What? That’s not simple enough? Okay, okay, so I’ll explain.
Those of you who didn’t get to live through the 1980’s (condolences) probably don’t remember the last heyday of campaign finance reform. Back then the idea was to prevent under the table deals and big donors giving big amounts directly to little candidates in little ponds. So we enacted a bunch of legislation starting in the Seventies and ended up with the present mess.
At the risk of offending libertarians, buying elections is not free speech. Nor is donating ridiculous amounts of money to candidates you literally cannot vote for because you don’t even live in their district. That’s thinly veiled corruption, not free speech.
The right to free speech doesn’t give you the right to monopolize by buying all the presses – or social media sites. I agree with the basic idea that you should be able to give to any candidate you see fit but having the right to speak your mind isn’t at all the same thing as having the right to own all the megaphones – or candidates.
So I also agree with the US Supreme Court that it is not an infringement of free speech to limit campaign donations to a particular level.
Here’s where I get off the train, however. I see no reason why Political Action Committees (PACs) should a) exist and b) be able to move funds between campaigns with next to no transparency. PACs, for you young ‘uns, exist to run an end run around the existing campaign financing laws. Now, you’ll get an earful of why they should exist and how helpful they are to candidates from PACs, political parties and candidates alike and some of it was even true twenty years ago. But last I looked crowdfunding is a thing. Why do we need PACs to launder huge amounts of campaign funding?
We don’t.
In my estimation, we also should not allow direct funding of candidates by donors who are not registered voters in the district they are donating in. Yes, that means people moving in just before an election will have their donation’s effect somewhat blunted but that’s only a tiny percentage of voters and a small number of times it can happen to a given person. Besides, the campaign probably still needs the money so other than those with kingmaker delusions I don’t think very many will feel harmed by having to wait.
And they can donate where they are registered so even the delusional get to play.
I see no reason to not permit donations to political parties and parties being allowed (with strict and immediate transparency) to fund election campaigns. BUT not primary campaigns. Parties aren’t supposed to control who wins a primary, that’s for party members to decide. So no funding primary campaigns unless absolutely every candidate that runs for a given office gets the exact same funding.

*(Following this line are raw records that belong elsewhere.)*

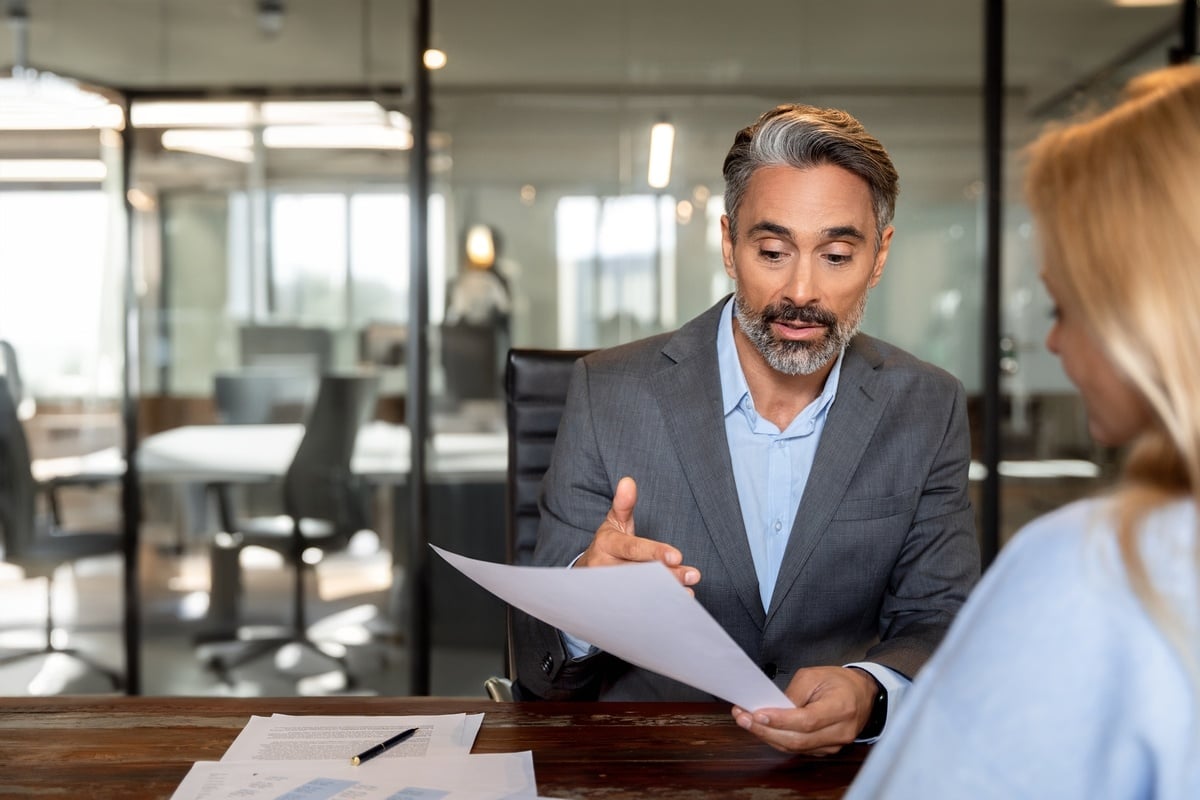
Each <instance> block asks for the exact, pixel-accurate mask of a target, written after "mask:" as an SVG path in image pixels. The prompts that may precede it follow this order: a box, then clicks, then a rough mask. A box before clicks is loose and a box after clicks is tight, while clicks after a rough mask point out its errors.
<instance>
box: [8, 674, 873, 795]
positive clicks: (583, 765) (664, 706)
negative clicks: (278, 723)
mask: <svg viewBox="0 0 1200 800" xmlns="http://www.w3.org/2000/svg"><path fill="white" fill-rule="evenodd" d="M460 712H484V726H482V729H481V730H480V732H479V736H478V738H476V740H475V746H474V750H473V751H472V752H475V753H497V752H520V751H524V750H530V751H533V759H534V769H535V770H536V776H538V789H539V793H540V794H542V795H546V796H552V798H600V796H602V798H605V799H606V800H625V799H632V798H680V796H686V798H691V799H694V800H703V799H707V798H714V799H715V798H721V799H724V798H730V796H757V795H758V794H760V793H761V794H762V795H763V796H788V798H810V799H812V800H817V799H820V800H829V799H833V798H840V796H841V795H842V794H844V793H845V790H846V787H847V786H848V784H850V782H851V781H852V780H853V777H854V774H856V772H857V771H858V769H859V766H860V765H862V760H863V758H864V757H865V754H866V752H868V750H866V748H865V747H864V746H854V747H850V748H847V750H846V751H844V752H842V753H841V754H839V756H832V757H828V758H804V757H788V756H785V754H782V753H779V752H776V751H774V750H772V748H770V747H768V746H766V745H763V744H761V742H760V741H758V740H757V739H755V738H752V736H750V735H749V734H746V733H745V732H744V730H742V729H740V728H738V727H737V726H736V724H734V723H733V721H732V718H731V717H730V712H728V706H727V705H725V704H686V703H670V704H668V703H643V704H638V703H488V702H486V700H451V699H438V698H378V697H371V698H366V697H337V698H332V697H324V698H298V697H289V698H128V697H116V698H107V697H97V698H91V697H49V698H25V697H20V698H6V699H5V702H4V705H2V706H0V795H2V796H12V795H20V794H31V795H52V794H53V795H64V796H78V798H95V799H104V798H139V800H151V799H154V798H169V796H170V794H172V793H173V792H174V790H175V787H176V786H178V784H179V782H180V781H181V780H182V778H184V776H185V775H186V774H187V770H188V769H191V766H192V763H193V762H197V760H218V759H220V758H221V756H222V754H223V753H224V751H226V748H227V747H228V746H229V744H230V742H232V741H233V740H234V738H236V735H238V733H239V732H240V730H241V728H242V727H244V726H245V724H246V721H247V720H248V718H250V716H251V715H256V714H257V715H263V716H269V715H271V714H294V715H301V714H320V715H373V714H377V715H422V714H460Z"/></svg>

Yes, I know that would pretty much wreck party finances. It could be done by setting aside funds for primaries and dividing that but in highly contested races that money would be divided down to nothing. And being reasonable, Bob’s mayoral campaign shouldn’t get as much as Bob’s state senate campaign – no one said this would be simple. But primaries are where candidates for the general election are chosen. Many think this isn’t important when it is in fact crucial.
Wealthy people, corporations and others who have no direct connection to the district should not be allowed to fund candidates in that district. They are free to fund parties that fund those candidates; they should not be free to donate to people for whom they cannot legally vote. And parties should be strictly limited in how they distribute those funds.

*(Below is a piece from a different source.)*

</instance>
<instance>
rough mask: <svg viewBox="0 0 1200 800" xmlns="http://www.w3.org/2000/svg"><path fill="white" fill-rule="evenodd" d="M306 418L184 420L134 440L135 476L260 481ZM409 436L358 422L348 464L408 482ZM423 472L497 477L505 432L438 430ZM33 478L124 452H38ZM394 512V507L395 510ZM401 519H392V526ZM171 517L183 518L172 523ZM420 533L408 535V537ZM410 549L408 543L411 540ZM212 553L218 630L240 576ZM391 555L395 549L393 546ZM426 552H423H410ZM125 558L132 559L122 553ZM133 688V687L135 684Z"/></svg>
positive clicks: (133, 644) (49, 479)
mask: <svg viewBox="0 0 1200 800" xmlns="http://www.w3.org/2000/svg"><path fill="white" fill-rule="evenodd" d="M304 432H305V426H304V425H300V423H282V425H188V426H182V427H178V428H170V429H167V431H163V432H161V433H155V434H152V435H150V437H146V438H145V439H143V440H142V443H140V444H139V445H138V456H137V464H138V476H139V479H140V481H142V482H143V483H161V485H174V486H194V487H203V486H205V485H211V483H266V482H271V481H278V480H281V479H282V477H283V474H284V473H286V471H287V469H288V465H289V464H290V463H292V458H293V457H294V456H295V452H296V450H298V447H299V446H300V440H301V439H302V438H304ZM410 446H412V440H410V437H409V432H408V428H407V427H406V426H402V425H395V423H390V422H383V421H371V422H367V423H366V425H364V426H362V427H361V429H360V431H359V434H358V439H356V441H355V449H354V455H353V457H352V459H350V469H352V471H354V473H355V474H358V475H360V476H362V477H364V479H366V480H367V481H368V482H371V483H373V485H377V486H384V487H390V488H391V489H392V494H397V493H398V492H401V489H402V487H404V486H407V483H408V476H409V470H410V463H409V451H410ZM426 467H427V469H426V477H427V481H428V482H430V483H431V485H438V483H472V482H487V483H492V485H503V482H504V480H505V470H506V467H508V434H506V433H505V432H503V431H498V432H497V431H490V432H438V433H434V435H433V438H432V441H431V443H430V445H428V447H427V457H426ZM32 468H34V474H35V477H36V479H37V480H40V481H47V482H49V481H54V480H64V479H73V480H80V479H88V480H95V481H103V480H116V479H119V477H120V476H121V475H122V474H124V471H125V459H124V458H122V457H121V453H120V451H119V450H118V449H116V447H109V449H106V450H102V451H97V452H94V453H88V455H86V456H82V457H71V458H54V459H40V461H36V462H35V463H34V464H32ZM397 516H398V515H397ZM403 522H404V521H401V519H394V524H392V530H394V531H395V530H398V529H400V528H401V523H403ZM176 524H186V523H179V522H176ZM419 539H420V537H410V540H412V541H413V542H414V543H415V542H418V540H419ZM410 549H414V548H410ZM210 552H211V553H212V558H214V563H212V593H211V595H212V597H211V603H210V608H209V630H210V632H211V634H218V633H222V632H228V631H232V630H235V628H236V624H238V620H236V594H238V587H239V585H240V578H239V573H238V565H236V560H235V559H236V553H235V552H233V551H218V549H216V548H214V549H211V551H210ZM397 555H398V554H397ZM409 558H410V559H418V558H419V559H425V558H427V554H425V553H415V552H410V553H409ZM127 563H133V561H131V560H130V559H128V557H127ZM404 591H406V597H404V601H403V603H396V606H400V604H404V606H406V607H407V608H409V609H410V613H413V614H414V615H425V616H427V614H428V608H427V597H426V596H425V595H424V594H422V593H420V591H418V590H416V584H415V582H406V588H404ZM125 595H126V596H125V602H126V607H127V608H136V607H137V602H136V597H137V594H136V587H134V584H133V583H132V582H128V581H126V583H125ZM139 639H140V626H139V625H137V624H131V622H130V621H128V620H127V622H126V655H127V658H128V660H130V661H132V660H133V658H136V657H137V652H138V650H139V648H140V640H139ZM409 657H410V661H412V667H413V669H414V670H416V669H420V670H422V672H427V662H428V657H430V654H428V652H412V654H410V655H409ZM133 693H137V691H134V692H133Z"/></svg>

For example, in the general election, Bill Gates can donate to the limit in all the races in his district but not in other districts, counties, cities, or states. Countries stupid enough to allow him or any other foreign national to donate in their elections are on their own. He can donate to the limit to his preferred political party (probably the Purple Haired Greens by the time we get any of this passed into law) but not to any other organization that will then donate to either parties or campaigns.
That’s right, I said any. Corporations being persons is a useful legal fiction but corporations, businesses, NGOs, PACs, charities and foreign governments to name a few ARE NOT VOTERS let alone human beings. If you can’t breathe or legally vote in a given election you have no business funding candidates in that election. Period.

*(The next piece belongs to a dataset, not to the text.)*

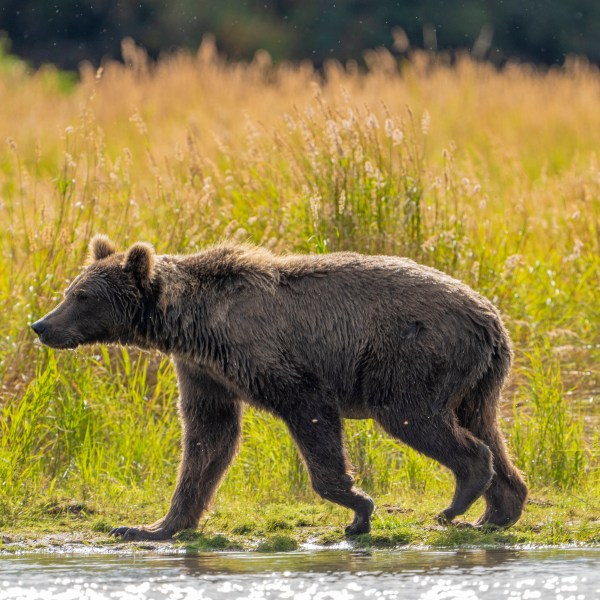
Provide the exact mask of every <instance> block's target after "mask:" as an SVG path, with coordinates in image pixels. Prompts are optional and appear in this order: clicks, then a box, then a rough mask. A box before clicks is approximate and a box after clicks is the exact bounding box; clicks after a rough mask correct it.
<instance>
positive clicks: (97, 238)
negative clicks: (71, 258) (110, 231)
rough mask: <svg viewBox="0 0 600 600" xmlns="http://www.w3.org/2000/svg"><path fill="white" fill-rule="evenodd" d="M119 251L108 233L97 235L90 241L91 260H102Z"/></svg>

If you want to influence voters, buy ads UNDER YOUR COMPANY NAME. No more ‘paid for by the committee to sound good to voters but really just three clowns with some cash’, if you as a person or organization want to influence voters then you do it under your own name. If your company has multiple subsidies, you name the donor and the owner, if need be, all the shell companies too.
Y’all are reading a blog, listening to a podcast or watching a video right now. I know full well you know what the Internet is. What would have been a major nuisance thirty years ago is child’s play today. If Mr. CEO wants to donate as a company then the company will be setting up a website for disclosure and it WILL be linked to all the company’s donations. If Company X doesn’t want people knowing that it donates to every candidate in the hopes of influencing them later down the line, then Company X doesn’t donate. Simple.
Government is not supposed to be for sale. It’s past time we made that a reality.